Jeter les bases : Le CCRC formule des recommandations sur l’amélioration durable de la qualité de l’audit

Selon les observations faites lors de ses inspections et l’analyse du résultat des plans d’action des cabinets en matière de qualité de l’audit, le Conseil canadien sur la reddition de comptes (CCRC) a publié, en juin, un document qui traite des quatre aspects clés sur lesquels les cabinets doivent selon lui se concentrer pour améliorer durablement la qualité de l’audit.
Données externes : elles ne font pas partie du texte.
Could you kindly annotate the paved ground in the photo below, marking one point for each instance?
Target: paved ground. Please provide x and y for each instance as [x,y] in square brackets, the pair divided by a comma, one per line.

Selon les observations faites lors de ses inspections et l’analyse du résultat des plans d’action des cabinets en matière de qualité de l’audit, le Conseil canadien sur la reddition de comptes (CCRC) a publié, en juin, un document qui traite des quatre aspects clés sur lesquels les cabinets doivent selon lui se concentrer pour améliorer durablement la qualité de l’audit.
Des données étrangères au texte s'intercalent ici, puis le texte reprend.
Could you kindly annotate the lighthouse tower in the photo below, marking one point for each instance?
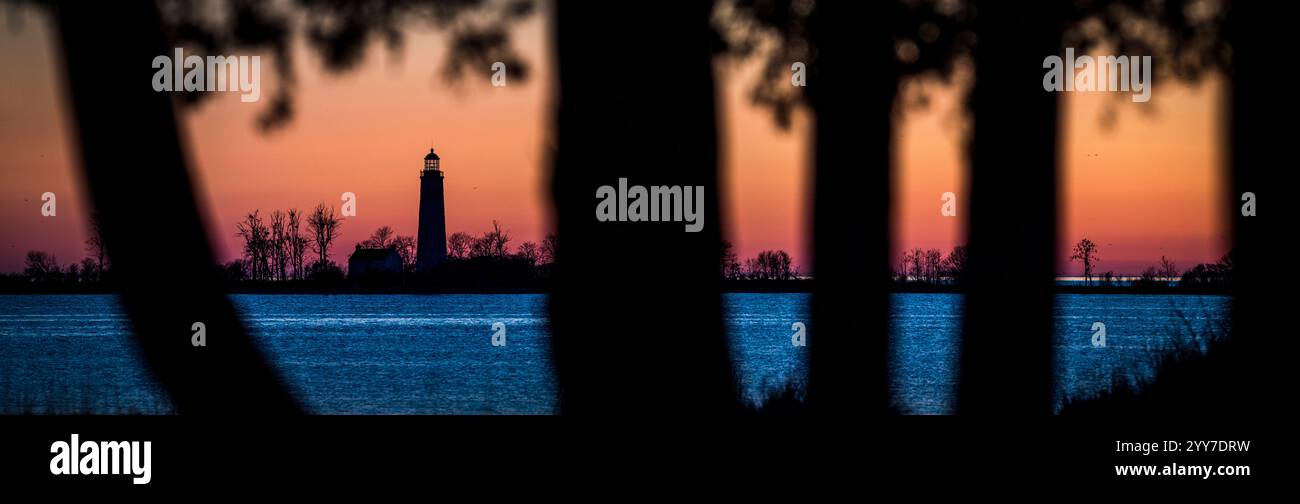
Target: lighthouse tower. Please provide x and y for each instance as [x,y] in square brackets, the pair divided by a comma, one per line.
[432,239]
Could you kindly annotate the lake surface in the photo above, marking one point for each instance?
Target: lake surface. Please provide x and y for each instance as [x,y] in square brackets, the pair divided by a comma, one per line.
[433,353]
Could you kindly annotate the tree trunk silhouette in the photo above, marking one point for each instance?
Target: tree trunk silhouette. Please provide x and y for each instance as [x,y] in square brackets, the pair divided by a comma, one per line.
[139,174]
[1259,139]
[852,90]
[636,311]
[1006,346]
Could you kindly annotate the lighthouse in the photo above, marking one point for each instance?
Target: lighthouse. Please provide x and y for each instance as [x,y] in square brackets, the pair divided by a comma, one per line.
[432,239]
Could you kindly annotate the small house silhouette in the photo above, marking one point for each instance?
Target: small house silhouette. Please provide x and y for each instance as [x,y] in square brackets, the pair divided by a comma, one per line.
[373,260]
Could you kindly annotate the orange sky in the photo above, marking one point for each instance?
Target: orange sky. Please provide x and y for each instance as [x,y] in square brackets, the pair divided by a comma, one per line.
[1145,192]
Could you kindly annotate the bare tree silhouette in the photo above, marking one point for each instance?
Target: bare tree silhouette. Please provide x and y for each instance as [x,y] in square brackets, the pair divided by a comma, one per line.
[614,339]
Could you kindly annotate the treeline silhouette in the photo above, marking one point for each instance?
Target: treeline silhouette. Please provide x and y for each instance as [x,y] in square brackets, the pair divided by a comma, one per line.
[274,250]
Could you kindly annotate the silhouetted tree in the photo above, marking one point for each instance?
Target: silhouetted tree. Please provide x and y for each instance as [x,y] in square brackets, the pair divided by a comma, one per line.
[406,247]
[729,268]
[1168,270]
[954,265]
[1086,252]
[323,225]
[381,238]
[297,243]
[40,266]
[529,253]
[255,234]
[225,378]
[459,244]
[770,265]
[668,279]
[95,247]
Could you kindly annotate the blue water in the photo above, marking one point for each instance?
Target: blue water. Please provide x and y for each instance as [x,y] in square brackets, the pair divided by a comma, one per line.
[433,353]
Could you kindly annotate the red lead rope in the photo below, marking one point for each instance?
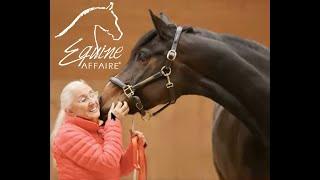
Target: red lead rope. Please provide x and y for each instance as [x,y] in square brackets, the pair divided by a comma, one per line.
[139,157]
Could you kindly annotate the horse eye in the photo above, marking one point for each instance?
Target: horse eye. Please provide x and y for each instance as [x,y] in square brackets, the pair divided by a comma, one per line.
[142,57]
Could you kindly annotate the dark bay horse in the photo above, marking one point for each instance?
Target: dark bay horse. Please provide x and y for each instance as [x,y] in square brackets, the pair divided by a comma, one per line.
[172,61]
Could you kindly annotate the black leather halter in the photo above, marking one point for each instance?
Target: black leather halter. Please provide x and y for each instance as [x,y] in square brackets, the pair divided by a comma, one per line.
[129,90]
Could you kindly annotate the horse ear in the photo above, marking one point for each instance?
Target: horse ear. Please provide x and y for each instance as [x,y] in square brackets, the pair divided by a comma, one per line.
[162,28]
[165,18]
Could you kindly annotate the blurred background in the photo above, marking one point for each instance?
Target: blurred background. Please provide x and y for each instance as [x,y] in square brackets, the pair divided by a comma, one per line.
[179,138]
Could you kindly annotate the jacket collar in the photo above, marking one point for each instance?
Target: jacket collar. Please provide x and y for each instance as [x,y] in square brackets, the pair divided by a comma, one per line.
[83,123]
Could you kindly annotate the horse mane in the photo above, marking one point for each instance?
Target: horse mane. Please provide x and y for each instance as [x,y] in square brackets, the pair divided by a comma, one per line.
[233,40]
[245,42]
[145,39]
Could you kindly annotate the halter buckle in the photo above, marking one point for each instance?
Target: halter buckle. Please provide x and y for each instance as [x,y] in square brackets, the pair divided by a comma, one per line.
[169,85]
[165,73]
[171,55]
[139,106]
[146,117]
[128,91]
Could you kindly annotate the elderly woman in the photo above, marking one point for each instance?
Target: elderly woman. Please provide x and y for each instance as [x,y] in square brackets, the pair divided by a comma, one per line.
[82,147]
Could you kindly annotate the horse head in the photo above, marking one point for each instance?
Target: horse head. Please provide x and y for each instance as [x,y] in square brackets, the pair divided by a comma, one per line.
[147,58]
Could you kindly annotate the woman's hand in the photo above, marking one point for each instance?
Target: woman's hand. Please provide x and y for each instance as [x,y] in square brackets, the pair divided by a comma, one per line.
[120,110]
[141,139]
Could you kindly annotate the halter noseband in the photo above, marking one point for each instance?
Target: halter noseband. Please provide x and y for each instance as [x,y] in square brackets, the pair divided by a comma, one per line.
[129,90]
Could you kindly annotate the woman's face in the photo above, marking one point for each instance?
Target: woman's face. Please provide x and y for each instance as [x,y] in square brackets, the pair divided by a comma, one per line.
[85,103]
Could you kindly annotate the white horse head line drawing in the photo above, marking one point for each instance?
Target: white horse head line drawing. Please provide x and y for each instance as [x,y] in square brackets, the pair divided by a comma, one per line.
[87,11]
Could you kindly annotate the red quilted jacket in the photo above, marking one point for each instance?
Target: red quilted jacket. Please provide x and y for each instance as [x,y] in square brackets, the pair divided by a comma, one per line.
[84,150]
Le tableau ci-dessous présente ces quatre aspects, ainsi que les recommandations du CCRC les concernant.

Constituer les bonnes équipes:

  • Veiller à ce que les équipes d’audit aient les compétences techniques et l’expérience sectorielle requises, compte tenu de la complexité et des activités des émetteurs assujettis (ce qui pourrait entraîner la concentration de l’audit des émetteurs assujettis dans un plus petit nombre de bureaux)

Offrir un soutien adéquat:

  • Faire en sorte que les ressources affectées aux consultations soient disponibles localement (ce qui peut exiger l’accroissement constant du niveau de soutien technique et spécialisé offert)
  • Procéder à des revues techniques des états financiers préalablement à leur publication (lorsque des problèmes ont été relevés par le passé, l’exécution de telles revues techniques devrait être obligatoire pour les clients dépassant un certain seuil de risque)

Réaliser des revues au cours du processus d’audit:

  • Procéder à des revues au cours du processus d’audit (revues des dossiers menées en temps réel tout au long de l’audit, par des membres du personnel ou des associés de certification détenant de solides compétences techniques)

Répartir les responsabilités à l’égard de la qualité de l’audit:

  • Attribuer à chacun les responsabilités qui lui incombent à l’égard de la qualité de l’audit et les intégrer à sa description de poste
  • Intégrer la qualité de l’audit aux évaluations de la performance
  • Définir et appliquer des paramètres d’évaluation et de suivi de la qualité de l’audit

Le CCRC estime que chacun de ces aspects est important pour que l’on puisse en arriver à une amélioration durable de la qualité de l’audit, mais qu’il se peut que la mise en œuvre complète de chaque initiative ne soit pas possible dans l’immédiat.

Le document présente un survol utile des mesures que certains cabinets ont mises en œuvre pour améliorer durablement la qualité de l’audit, et recommande l’adoption de telles mesures par les autres cabinets. Le CCRC indique que ceux-ci doivent examiner les recommandations et élaborer un plan en vue de la mise en œuvre progressive de celles qui sont pertinentes, par ordre de priorité.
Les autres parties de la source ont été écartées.